Guy English writes a Swift Protocol Proposal. It’s worth reading the Twitter discussion. Wooji Juice disagrees, and writes about the genius of Swift protocols. Daniel Jalkut writes about The Seven Stages of Swift. I think I’m inhabiting several of them at once. * * * I’ll try to re-state my issue with protocols again in a simple way. I’m writing a Finder replacement, let’s say. The UI has folders and files. There’s a Folder class and a File class. They’re quite different things, so there’s no class inheritance. I want to represent the file system internally as a tree of Folders and Files — let’s say I want to use Sets. A Folder has a children property, which is a Set that contains both Folders and Files. I want Folder and File both to have a writable name property so the UI can edit their names. Something like this ought to come naturally and easily to a language, or else that language is not helping me write apps.
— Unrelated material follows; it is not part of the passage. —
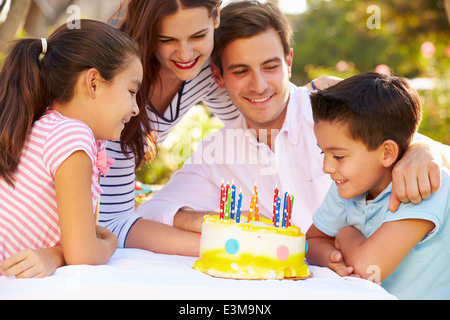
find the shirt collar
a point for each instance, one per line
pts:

This isn’t some weird, made-up situation. It’s super-common. Look at Mail’s sidebar, for instance — there are a bunch of different things. (Or look at Xcode’s sidebar.) Yes. There are ways to deal with this in Swift, including using @objc protocols and collections. Or proxy objects or base classes (ugh) or whatever. But the most natural way is protocols. If my point was just to get my work done and ship a great app as soon as possible, I wouldn’t be using Swift. I’d be using what I know: Objective-C. But I’m also taking the opportunity to learn Swift, and the best way to really understand it is to use, as much as possible, pure Swift, rather than Swift-with-objc. And if, along the way, I run into questions or things that don’t help me write high-quality apps more quickly, then I’ll ask questions and even criticize when warranted. My hope (and belief) is that the language designers take the feedback in the spirit intended. I want to help make Swift a great language for writing apps. The designers may not give me what I want — it’s possible that I’m just asking for a faster horse, and they’re delivering a Model T, after all — but feedback from experienced app-writers ought to warrant attention. (Which I think it gets, which makes me glad.)

Posted by on 14 August 2015 | 12:13 pm

Swift Diary Page

I collected my recent articles on working with Swift on a single page. It’s linked-to at the bottom of every page on the site, so you can find it later.